Ironically, it was a Windows-using friend from college who made me realize why the loss of Jobs was so… unsettling. It was telling that such a friend, with whom we exchange email only a few times a year and see once a year at most, thought the event significant enough to send us a note of condolence. And in further discussion, he pointed out that Jobs and Apple were front and center in the computer revolution of the 1980s, such that he was an iconic figure for everyone who came to computers during that decade, regardless of whether they used Macs. Our generation wasn’t alone — while the founding of Apple was a pivotal moment in the computer revolution for the geeks of the 1980s, Jobs’s return to Apple in 1996 and Apple’s
subsequent success with the Mac, iPod, iPhone, and iPad meant that Apple was, if anything, more prominent in the lives of many millions of people coming of age over the last 15 years.
It’s not that any of us really knew him, or even felt that we did, it’s that he was always there, always coming out with the next big thing, always offering a reliable touchstone for design and innovation.
That feeling was echoed by another friend, who reminded us that Tonya and I were the first people she knew who she met at Macworld Boston in 1995 after hearing that Jerry Garcia of the Grateful Dead died. We asked, merely by way of making conversation, how she was doing and she replied, “I don’t know yet. I just heard Jerry Garcia died, and I’m a deadhead.” In her email to us the day after Jobs died, she said the feeling was exactly the same, that life had just changed and while it was hard to see how, it was, and always would be, different in some way.

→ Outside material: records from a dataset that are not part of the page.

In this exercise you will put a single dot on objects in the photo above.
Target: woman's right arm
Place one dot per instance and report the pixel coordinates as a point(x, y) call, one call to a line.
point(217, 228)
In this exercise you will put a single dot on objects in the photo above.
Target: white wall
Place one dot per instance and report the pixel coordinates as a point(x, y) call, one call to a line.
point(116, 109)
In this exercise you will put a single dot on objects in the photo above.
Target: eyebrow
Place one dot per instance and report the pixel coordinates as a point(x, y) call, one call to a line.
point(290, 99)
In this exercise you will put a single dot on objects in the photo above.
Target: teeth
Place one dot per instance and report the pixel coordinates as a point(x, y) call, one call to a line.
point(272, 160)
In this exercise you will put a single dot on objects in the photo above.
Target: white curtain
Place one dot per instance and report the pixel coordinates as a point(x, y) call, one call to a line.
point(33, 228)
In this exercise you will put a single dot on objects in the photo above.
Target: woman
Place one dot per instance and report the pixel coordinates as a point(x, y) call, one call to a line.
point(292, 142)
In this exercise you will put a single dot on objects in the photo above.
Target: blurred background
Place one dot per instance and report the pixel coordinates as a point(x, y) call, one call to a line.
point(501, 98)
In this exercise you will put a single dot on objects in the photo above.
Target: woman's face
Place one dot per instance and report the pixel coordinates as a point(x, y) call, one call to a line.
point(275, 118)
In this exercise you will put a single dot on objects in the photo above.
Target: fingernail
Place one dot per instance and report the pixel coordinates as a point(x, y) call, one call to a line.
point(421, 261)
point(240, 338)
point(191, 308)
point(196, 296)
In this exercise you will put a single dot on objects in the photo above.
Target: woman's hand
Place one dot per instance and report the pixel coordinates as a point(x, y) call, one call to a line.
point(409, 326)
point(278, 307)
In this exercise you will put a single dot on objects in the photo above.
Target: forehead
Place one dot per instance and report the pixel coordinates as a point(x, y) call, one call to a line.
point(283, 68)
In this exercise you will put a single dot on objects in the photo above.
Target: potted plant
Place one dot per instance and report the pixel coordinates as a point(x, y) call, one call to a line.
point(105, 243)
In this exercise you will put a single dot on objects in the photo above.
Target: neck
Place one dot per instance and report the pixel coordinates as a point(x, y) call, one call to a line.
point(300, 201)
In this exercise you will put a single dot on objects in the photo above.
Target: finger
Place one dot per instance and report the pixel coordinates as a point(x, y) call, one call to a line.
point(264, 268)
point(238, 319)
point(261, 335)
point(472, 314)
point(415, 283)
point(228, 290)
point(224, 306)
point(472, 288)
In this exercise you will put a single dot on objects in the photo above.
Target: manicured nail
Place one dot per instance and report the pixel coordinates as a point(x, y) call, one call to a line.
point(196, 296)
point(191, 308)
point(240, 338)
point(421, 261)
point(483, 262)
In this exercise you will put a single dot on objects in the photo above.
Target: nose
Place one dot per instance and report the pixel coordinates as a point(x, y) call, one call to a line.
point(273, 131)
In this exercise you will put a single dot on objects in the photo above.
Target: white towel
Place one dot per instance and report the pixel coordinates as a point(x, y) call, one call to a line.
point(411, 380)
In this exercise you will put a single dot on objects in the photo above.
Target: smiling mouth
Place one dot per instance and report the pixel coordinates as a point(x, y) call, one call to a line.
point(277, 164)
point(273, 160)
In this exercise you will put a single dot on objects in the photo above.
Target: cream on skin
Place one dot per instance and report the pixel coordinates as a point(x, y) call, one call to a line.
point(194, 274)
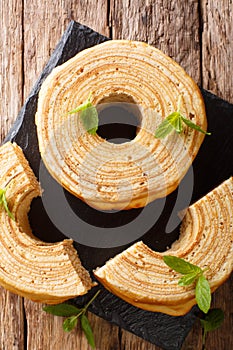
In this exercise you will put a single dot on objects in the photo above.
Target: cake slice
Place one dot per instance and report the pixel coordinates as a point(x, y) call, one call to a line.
point(140, 276)
point(43, 272)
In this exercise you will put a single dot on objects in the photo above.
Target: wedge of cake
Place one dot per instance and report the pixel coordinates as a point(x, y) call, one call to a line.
point(43, 272)
point(140, 276)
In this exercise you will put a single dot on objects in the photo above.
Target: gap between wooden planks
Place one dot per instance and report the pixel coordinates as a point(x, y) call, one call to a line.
point(197, 34)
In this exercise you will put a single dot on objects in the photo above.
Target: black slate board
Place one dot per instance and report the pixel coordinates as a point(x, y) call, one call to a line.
point(212, 165)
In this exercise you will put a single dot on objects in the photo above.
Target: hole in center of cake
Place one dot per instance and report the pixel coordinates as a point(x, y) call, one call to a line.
point(119, 118)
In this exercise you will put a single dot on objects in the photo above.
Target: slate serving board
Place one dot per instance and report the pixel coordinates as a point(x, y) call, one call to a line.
point(212, 165)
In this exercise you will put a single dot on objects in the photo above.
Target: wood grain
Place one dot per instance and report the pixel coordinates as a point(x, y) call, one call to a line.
point(217, 52)
point(171, 26)
point(44, 24)
point(11, 316)
point(197, 34)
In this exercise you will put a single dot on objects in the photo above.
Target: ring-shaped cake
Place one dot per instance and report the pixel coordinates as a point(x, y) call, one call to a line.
point(118, 176)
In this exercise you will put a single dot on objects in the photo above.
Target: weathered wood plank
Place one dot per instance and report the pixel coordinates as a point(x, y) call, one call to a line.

None of this is to imply that I have any fear for the future of Apple, Inc. I have too much respect for the abilities of the people who work at Apple to think the company will change in any significant way in the foreseeable future. We’ve been through those arguments before, when Jobs took medical leaves of absence, and when he resigned from the CEO post, and there’s no reason to believe that Apple’s overall direction will change this time.
But the fact remains that Steve Jobs is gone, and regardless of how well he has inculcated his way of thinking and working into Apple, the technology industry has lost a much-needed part of its soul. At the risk of sounding even geekier than I actually am, Steve Jobs’s death truly is a disturbance in the Force. That’s why so many of us have felt aimless and unfocused since, and if you’re feeling a similar sense of loss, just know that you’re not alone and that it will slowly become the new normal.
After two days of being unable to work effectively at the Mac, I spent Saturday outside in the autumn sunshine with Tonya and Tristan. We shook hundreds of pounds of apples out of our trees, went over to a neighbor’s house, and pressed cider for the rest of the afternoon. I won’t pretend that I’m fully engaged yet, but working with the fruit of our land, preparing food for the upcoming winter, was a good reminder that loss — that feeling of emptiness as something comes to an end — is an essential part of the cycle of life.